Pour commencer, il faut rappeler que le chaman est, dans la société yanomami, celui qui occupe la position d’un savoir d’initié : son savoir (reposant sur la maîtrise de l’expérience répétée de perception transformée) n’est pas accessible aux gens « ordinaires », les « profanes ». Il incarne l’idée de cosmo-esthétique de deux manières : premièrement, il est l’expérimentation d’une autre aisthesis, qui est une manière d’être affecté par des êtres-autres (autres-qu’humains) ; deuxièmement, la présentation de ces êtres-autres, les « esprits » chamaniques, prend une tournure esthétique fondamentale au sens d’une expérience de la beauté la plus étincelante.
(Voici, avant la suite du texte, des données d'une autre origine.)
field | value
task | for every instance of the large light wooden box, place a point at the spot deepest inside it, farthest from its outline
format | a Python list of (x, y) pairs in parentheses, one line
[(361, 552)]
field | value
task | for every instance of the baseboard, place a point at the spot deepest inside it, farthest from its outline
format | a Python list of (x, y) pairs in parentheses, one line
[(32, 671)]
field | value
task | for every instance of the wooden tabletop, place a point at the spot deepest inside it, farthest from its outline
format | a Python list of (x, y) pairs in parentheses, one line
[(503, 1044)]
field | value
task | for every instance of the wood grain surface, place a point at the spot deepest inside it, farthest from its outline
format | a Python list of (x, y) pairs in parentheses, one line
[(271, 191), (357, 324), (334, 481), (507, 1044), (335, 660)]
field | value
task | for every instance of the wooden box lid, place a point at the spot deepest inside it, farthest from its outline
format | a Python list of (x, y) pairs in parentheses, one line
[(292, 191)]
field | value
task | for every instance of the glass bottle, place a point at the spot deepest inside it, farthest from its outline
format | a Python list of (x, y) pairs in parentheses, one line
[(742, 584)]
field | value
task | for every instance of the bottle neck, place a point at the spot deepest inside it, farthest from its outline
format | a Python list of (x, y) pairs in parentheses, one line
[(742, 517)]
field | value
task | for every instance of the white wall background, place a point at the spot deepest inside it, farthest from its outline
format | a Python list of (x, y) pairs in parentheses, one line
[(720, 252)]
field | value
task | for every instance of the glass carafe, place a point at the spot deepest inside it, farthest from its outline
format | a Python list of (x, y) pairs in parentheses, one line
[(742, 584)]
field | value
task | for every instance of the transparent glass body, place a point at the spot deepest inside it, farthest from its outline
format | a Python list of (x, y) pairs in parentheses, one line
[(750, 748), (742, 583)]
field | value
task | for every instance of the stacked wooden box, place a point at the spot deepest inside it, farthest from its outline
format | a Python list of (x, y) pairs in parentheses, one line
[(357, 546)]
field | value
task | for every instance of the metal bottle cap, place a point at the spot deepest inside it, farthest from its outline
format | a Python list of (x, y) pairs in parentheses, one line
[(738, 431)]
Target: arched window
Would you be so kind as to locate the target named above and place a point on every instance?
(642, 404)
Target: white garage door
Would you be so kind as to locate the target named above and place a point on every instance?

La description de l’expérience chamanique des « esprits » chamaniques se trouve dans la première partie de la Chute du ciel intitulée « Devenir autre ». Ce titre désigne le processus d’initiation par lequel Davi Kopenawa est devenu chaman, mais il peut aussi précisément s’appliquer à l’expérience chamanique de « devenir-autre » de la perception et de l’aisthesis : il s’agit de « mourir » à la vision ordinaire et d’expérimenter un état autre et d’accéder à une forme supérieure de la vision pour voir les « esprits ». Ce voir supérieur est, tout aussi bien, une plongée dans le mythe5. Ainsi que le dit Lévi-Strauss, le mythe est une « histoire du temps où les hommes et les animaux n’étaient pas encore distincts6 ». Le temps du mythe est un passé absolu, un passé qui n’a jamais été présent. Le chaman, sous l’effet de la yãkoana, voit les xapiripë, terme qui est traduit par « esprits » chamaniques et qui désigne, dans la cosmologie yanomami, l’utupë, ou l’image (non-iconique), l’essence véritable des êtres de la forêt et, en même temps, les images de l’humanité archaïque du passé mythique dont les membres portent le nom d’animaux et dont la métamorphose a engendré les animaux actuels et empiriques de la forêt (ceux qui peuvent être, pour les Yanomami, du gibier).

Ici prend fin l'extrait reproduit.